July 31 (Bloomberg) -- Gucci’s billionaire owner, Francois- Henri Pinault, said the world’s luxury-goods market has stopped worsening, while sustained demand for designer Frida Giannini’s handbags in China helped the label beat analysts’ estimates.

Shares of Pinault’s PPR SA, Gucci’s French parent company, soared as much as 10 percent to the highest since Lehman Brothers Holdings Inc. filed for bankruptcy on Sept. 15, 2008. That failure spooked buyers of expensive handbags and watches, sending demand plummeting across the industry.

“Global luxury sales aren’t deteriorating anymore at all,” Pinault said in an interview after PPR’s press conference in Paris today, which discussed the company’s first-half results. “September will be the key month to see if we have hit the bottom, if the recovery is coming.”

A swath of European luxury-goods makers said that sales were stabilizing or improving this week. Italy’s Bulgari SpA, maker of jewelry that can cost as much as 150,000 euros ($212,235), reported a narrower loss yesterday. Louis Vuitton, the largest fashion brand owned by LVMH Moet Hennessy Louis Vuitton SA, reported sales growth above 10 percent.

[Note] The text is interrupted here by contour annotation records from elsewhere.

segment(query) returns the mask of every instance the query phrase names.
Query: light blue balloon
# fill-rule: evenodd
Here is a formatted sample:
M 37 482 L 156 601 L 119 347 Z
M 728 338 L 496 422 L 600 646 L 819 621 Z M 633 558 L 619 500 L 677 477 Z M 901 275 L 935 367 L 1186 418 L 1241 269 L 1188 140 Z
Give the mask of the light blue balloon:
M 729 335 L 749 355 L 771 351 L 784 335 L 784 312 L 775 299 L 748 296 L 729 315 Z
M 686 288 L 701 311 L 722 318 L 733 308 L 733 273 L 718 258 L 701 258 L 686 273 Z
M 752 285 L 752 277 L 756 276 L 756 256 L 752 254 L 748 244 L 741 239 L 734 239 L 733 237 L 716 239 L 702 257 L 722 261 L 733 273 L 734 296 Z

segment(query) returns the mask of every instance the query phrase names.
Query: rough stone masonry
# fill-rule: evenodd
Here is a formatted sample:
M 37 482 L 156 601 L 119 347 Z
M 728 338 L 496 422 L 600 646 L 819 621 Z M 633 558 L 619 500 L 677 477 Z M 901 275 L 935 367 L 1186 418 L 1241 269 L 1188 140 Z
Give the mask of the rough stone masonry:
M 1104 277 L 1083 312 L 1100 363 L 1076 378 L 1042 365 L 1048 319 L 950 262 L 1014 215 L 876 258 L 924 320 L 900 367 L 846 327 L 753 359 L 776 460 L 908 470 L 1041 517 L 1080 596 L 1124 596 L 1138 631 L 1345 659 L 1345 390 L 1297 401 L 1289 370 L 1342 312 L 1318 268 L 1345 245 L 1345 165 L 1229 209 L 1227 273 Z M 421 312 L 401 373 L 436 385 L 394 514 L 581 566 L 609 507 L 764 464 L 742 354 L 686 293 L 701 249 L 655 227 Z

“PPR results were sustained by the resilient performance of its Gucci luxury mega-brand, much like LVMH results relied on the resilience of its Louis Vuitton mega-brand,” Sanford C. Bernstein analyst Luca Solca said in a note today. Gucci’s early penetration of the Chinese market when compared to luxury rivals paid off this year, he said.

First-half sales of luxury goods advanced 11 percent in China and Hong Kong, and 15 percent in emerging markets, Paris- based PPR said. That helped offset declines in North America, Europe and Japan. At the core Gucci brand, sales grew 14 percent in China, including Hong Kong.

Soaring Shares

Shares of PPR had their steepest intraday gain since Feb. 6, and were up 5.70 euros, or 8 percent, to 76.75 euros at 3:06 p.m. in Paris.

PPR’s earnings before interest, tax, depreciation and amortization slipped 1.8 percent to 925 million euros ($1.3 billion). That topped the 791 million-euro average estimate of five analysts compiled by Bloomberg. Net income dropped to 189 million euros from 777 million euros a year earlier, when PPR sold its YSL Beaute cosmetics unit.

Gucci Group’s stable of luxury brands, which also include Bottega Veneta and Boucheron besides the namesake brand, outweighed declining sales at PPR’s other businesses, such as France’s Conforama furniture chain and Fnac bookstores.

Operating margin at Gucci declined by 1.1 percentage points to 26 percent after profits were hurt by the weakness of the yen against the euro and the label paid higher royalties, Pinault said. The margin should recover to its previous levels as economic conditions improve, he said.